No, I did not have a fight with my wife and ended up on the sterotypical couch. I just crashed – after a long week. I fell asleep sometime between 10 and 11 and again around midnight or so.

In the evening, I was determined to watch some TV with the family, putting out of my mind anything else – work, friends, Bible study, even prayer.

I just wanted comfort and rest.

I guess there is nothing wrong with rest; Jesus took breaks as well – got away from everyone. But of course, those Bible references also typically note that he retreated to pray (Luke 5:15-16).

And I didn’t. The funny thing is that my sweatshirt of the day featured these words: “Prayer – The World’s Greatest Wireless Connection.”

This morning, I’ve already said some prayers and rounded up some devotional books. I also shopped online for a couple copies of “The Calvary Road” by Roy Hession. I know some people who would benefit from the message on brokenness.

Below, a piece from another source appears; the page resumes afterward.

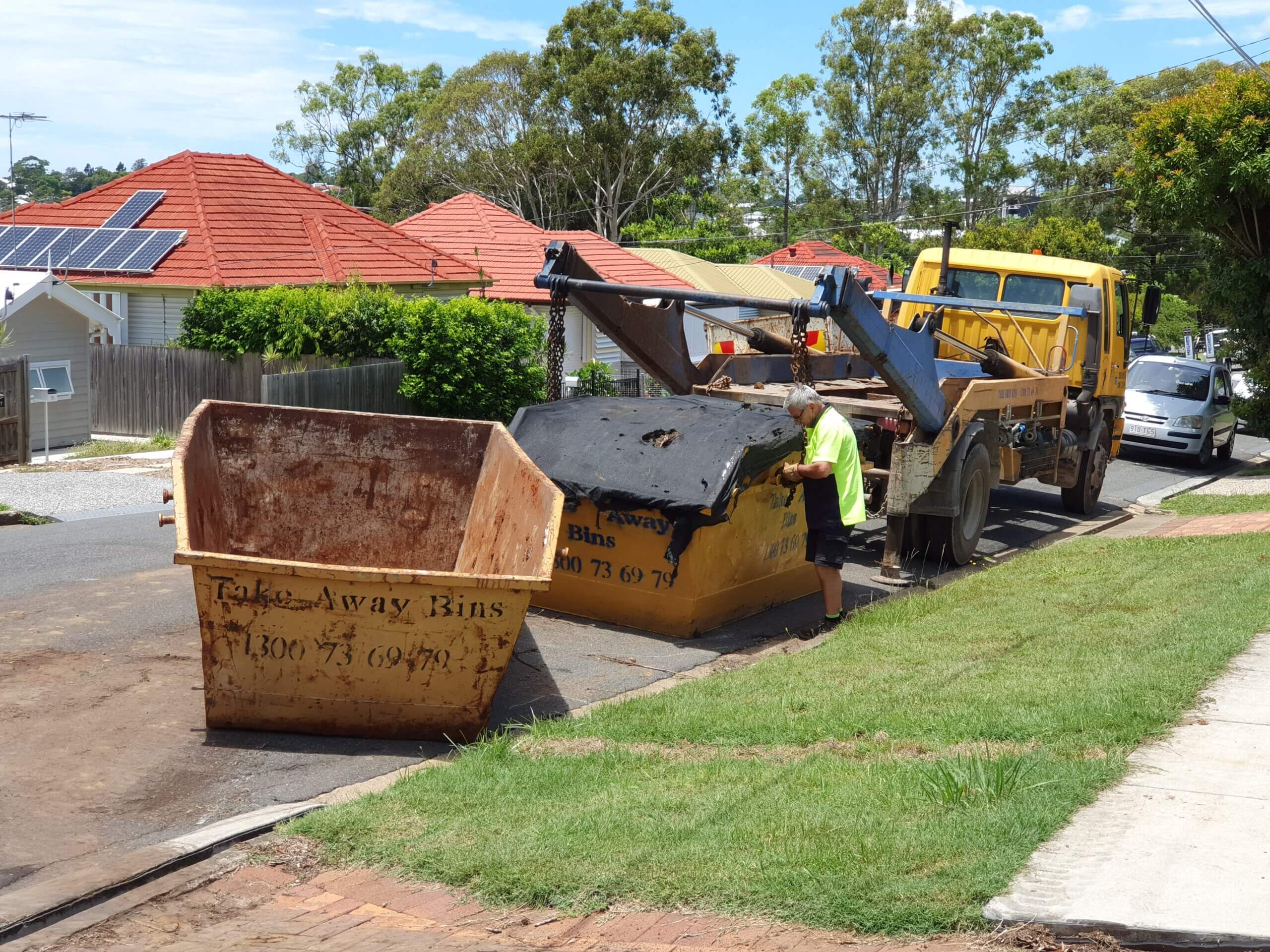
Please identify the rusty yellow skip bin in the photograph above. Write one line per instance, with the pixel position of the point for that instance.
(357, 574)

I keep thinking of the book because it clearly explains that that God calls us to revival, to humility, to surrender.

God wants more of me and less of me.

In other words, the Lord wants me wholly devoted to Him, His ways and His will. And he wants me to die to self, to walk in obedience to His ways, not my plans or preferences.

“Then Jesus said to his disciples, ‘If anyone would come after me, he must deny himself and take up his cross and follow me.’ ” (Matthew 16:24)

How’s that going for me? I’m nowhere near being consistent about taking  up my cross. In fact, Luke 9:23 refers to it as a daily activity for those who want to act as disciples of Jesus.

I’m much closer – and sometimes do take up my cross – when I serve others and not just my self interests.

As I face this morning and turn back to prayer and His Word, I’m trying to stay centered on a few things – acknowledging my sins, yielding to the Holy Spirit and surrendering my will.

So much good can come from that – faith tells me it’s good to experience all of them.

Here are a few apt words from “The Calvary Road.”

If, however, we are to come into this right relationship with Him, the first thing we must learn is that our wills must be broken to His will. To be broken is the beginning of Revival. It is painful, humiliating, but it is the only way. It is being “Not I, but Christ” (Gal 2:20), and a “C” is a bent “I.”

The Lord Jesus cannot live in us fully and reveal Himself through until the proud self within us is broken. This simply means that the hard unyielding self, which justifies itself, wants its own way, stands up for its rights, and seeks its own glory, at last bows its head to God’s will, admits its wrong, gives up its own way to Jesus, surrenders its rights and discards its own glory – that the Lord Jesus might have all and be all. In other words it is dying to self and self-attitudes.